I am new to lie brackets and I am stuck on how to formulate this problem. Given: $$\dot x=f(x)+ug(x),\quad x \in \Omega \subset \Bbb R^3, \quad |u| \le 1, \quad f,g \in C^\infty \\$$ Where $\Omega$ is a domain (open and connected set) on which the vector fields $f,g$ and their Lie brackets $[f,g]$ are linearly independent.

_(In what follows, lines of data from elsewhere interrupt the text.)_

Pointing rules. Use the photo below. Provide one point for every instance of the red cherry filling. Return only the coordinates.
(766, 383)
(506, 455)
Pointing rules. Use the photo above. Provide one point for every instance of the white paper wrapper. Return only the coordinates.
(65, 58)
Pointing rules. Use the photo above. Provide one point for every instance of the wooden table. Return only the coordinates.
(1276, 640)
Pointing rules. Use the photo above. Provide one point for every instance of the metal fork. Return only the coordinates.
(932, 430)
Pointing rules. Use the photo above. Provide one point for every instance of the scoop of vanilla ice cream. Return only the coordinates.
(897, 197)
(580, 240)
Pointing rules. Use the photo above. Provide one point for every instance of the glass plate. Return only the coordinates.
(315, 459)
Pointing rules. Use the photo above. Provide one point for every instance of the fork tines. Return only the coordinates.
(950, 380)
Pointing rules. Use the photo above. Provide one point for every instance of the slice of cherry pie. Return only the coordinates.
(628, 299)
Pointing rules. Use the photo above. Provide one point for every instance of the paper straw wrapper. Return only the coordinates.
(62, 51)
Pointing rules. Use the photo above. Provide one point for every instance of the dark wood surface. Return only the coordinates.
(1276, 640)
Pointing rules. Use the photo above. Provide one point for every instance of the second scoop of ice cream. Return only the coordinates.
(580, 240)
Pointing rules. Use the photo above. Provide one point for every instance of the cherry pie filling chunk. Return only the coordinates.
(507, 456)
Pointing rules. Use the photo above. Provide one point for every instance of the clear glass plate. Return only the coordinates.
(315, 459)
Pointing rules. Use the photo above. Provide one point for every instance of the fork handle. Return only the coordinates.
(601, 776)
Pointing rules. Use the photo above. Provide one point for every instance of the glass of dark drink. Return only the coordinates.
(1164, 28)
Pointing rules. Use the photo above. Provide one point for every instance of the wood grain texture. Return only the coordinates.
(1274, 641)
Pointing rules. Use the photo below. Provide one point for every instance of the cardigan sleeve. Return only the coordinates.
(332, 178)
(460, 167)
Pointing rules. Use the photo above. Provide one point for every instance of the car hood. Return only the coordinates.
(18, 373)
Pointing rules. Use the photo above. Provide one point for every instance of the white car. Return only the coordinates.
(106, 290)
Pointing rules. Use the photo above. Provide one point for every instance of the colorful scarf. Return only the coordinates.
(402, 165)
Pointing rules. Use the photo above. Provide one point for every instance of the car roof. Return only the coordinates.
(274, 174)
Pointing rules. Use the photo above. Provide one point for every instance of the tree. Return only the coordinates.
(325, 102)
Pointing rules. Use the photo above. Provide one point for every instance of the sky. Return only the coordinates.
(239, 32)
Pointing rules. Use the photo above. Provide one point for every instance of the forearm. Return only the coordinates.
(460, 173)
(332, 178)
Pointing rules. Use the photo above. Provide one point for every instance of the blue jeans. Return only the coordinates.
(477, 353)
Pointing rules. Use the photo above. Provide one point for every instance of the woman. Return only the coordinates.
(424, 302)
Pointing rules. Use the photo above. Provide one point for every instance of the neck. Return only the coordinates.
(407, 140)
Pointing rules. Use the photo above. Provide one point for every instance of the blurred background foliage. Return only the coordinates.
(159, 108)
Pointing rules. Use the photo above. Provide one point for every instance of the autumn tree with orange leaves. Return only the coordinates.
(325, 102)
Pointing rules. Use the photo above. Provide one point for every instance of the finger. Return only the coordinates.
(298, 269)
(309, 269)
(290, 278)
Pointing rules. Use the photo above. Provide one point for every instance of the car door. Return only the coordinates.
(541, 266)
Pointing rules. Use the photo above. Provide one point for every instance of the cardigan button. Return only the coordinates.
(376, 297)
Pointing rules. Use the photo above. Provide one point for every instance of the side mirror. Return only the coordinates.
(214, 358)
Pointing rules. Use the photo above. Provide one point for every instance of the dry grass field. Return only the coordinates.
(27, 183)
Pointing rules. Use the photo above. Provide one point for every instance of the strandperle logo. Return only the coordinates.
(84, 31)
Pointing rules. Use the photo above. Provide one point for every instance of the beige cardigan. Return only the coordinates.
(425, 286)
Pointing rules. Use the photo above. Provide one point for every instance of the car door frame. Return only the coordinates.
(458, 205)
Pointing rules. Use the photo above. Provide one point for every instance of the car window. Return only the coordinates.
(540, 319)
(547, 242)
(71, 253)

Let $X=f-g$ and $Y=f+g$ denote the vector fields corresponding to the constant controls $u\equiv -1$ and $u\equiv 1$, respectively.$$ $$ Show that on $\Omega$ the second-order Lie brackets $[X,[f,g]]$ and $[Y,[f,g]]$ can be expressed as linear combinations of the vector fields $f,g$ and $[f,g]$, $$[X,[f,g]]=\alpha f+a_1 g+a_2[f,g],\quad [Y,[f,g]]=\beta f+b_1 g+b_2 [f,g]$$ with coefficeints $\alpha,\beta$ and $a_i,b_i, i=1,2$ which are $C^\infty$ functions on $\Omega$.$$ $$ This is what I have done so far: $$[f,g] = L_f\circ L_g-Lg\circ L_f=Z$$ $$[X,Z] = L_X \circ L_Z-L_Z \circ L_X = L_X\circ L_f\circ L_g-L_X\circ L_g\circ L_f-L_f\circ L_g\circ L_X+L_g\circ L_f\circ L_X$$ This then can be split out into $[f,[f,g]]-[g,[f,g]]$: $$\Rightarrow L_f\circ L_f\circ L_g-L_f\circ L_g\circ L_f-L_f\circ L_g\circ L_f+L_g\circ L_f\circ L_f-(L_g\circ L_f\circ L_g-L_g\circ L_g\circ L_f-L_f\circ L_g\circ L_g+L_g\circ L_f\circ L_g)$$ $$\Rightarrow L_f\circ L_f\circ L_g-2L_f\circ L_g\circ L_f+L_g\circ L_f\circ L_f\\-(2L_g\circ L_f\circ L_g-L_g\circ L_g\circ L_f-L_f\circ L_g\circ L_g) $$ This is as far as I have gotten. I am not sure if I am going down the right path or not. Any help would be appreciated.